Kimble frowned direfully, staring at the weapon with its gold hilt and decorative pattern down the blade. Suspicion was in his face.

‘Where did you get that, miss?’

‘It is the sword of monsieur le major.’

‘How did you come by it? You didn’t steal it, did you?’

‘Certainly I did not steal it,’ said Melusine indignantly. ‘I have only borrowed it.’

‘What?’ squeaked Kimble. ‘But the major—’

‘The major can say nothing at all. Has he not himself taken my daggers and my pistol and my knife? Alors, he has given me back my pistol and one dagger,’ she conceded conscientiously, ‘which is a very good thing. And you need not fear that I shall not give back the sword when I have finished using it.’

‘But what do you want it for, miss?’

‘But to protect myself. Do not be a fool, Jacques. And go quickly that I may finish to search.’

She thrust him into the aperture, and pushed the hilt of the sword into his hand. Next moment, she had shut the bookshelf panel upon him.

Melusine sighed with relief at being alone at last and free to resume her search among the portraits. Leaving the library by the same door she had first used to enter it earlier that day, she crossed the two little antechambers and moved on through the rooms. She made a slow tour of the front of the house without success, and then started back along the rooms behind, dragging open the drapes each time to get just enough light to recognise what was on the walls.

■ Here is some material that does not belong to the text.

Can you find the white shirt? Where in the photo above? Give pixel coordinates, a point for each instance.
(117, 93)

As time went on, she began to think Martha had been mistaken. When she judged that she must be nearly back at the library, she began to feel somewhat dispirited. Would she ever find it?

Sighing, she opened the door to the next room, and drew back the drapes. One of the shutters was a trifle damaged, letting in added light. Melusine turned to look at the walls, and saw, immediately opposite, set between two candelabra above a marquetry side table, a gilded mirror.